If you don't survive the problems of today, then there's no point in worrying about tomorrow's possibilities because you're dead.

The data does show that the COVID vaccines are generally safe and pretty effective. Not 100%, but the perfect is the enemy of the good, and so let's try to improve our lot now so we have a chance to fight for later.

Generally speaking, under 50 populations survive covid fairly well. Under 18 survive almost perfectly, with a higher survivability rate than drowning. Therein lies the problem: we expose the young(er) populations to a black swan event.

Please spend a few minutes to refresh on the data. Some nice dashboards from Singapore (ongoing delta wave), but also e.g.
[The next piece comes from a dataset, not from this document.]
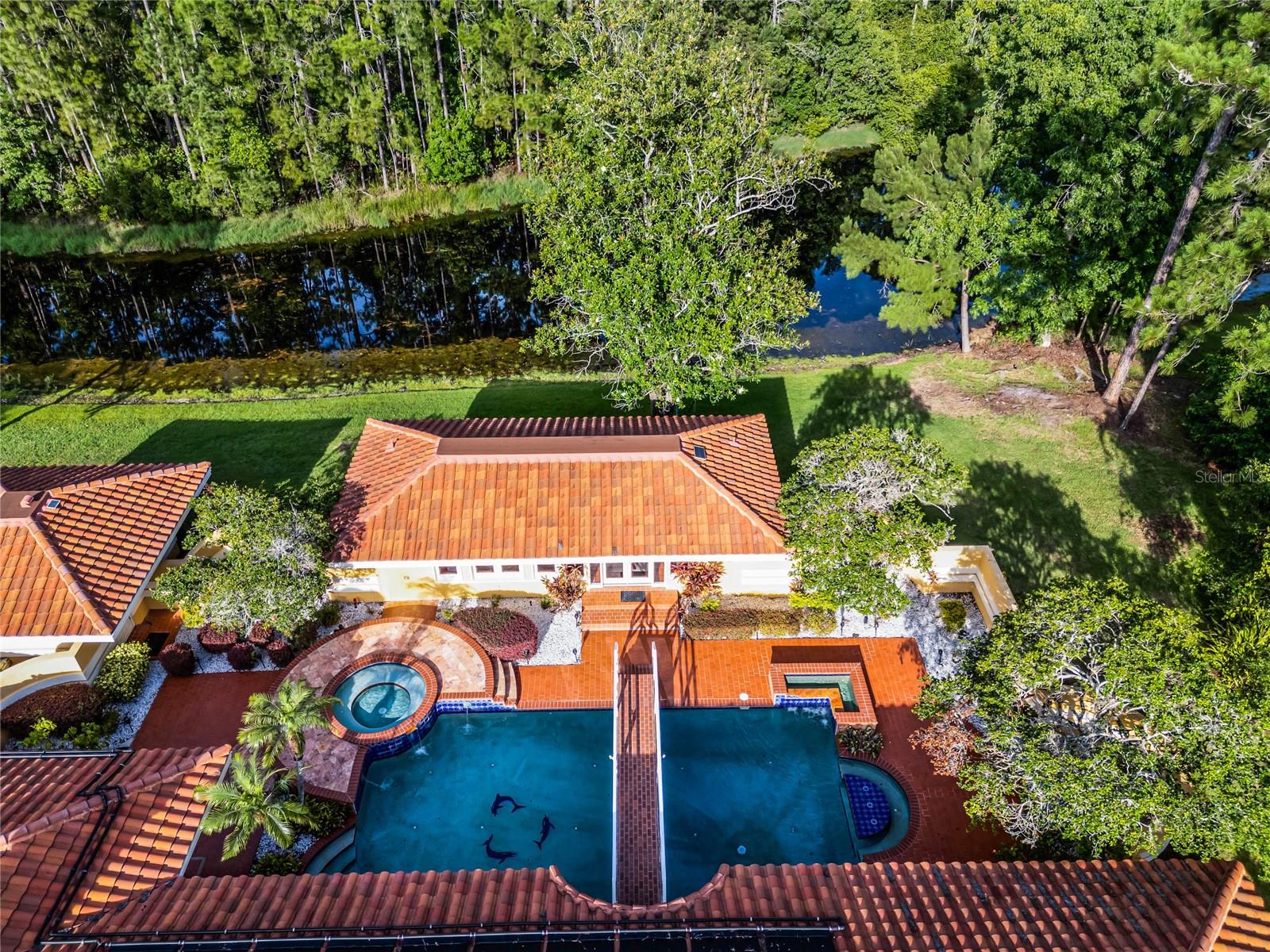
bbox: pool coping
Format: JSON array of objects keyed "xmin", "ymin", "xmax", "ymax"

King County, WA (Seattle) shows similar data, though you have to drill down a bit (Demographics tab, then Deaths metric). For example in the past 30 days a total 12 deaths in the under 50 population, for a total of 10% of total covid deaths. Or, since the pandemic started, a death rate of 22/100k or less in all age groups <50, going as low as 0-3/100k for under 30s.

This is not to say that people, especially the elderly, should not get vaccinated if they choose so. It is only a reminder that there is a perception problem around covid and that the long term risk calculus is more complicated.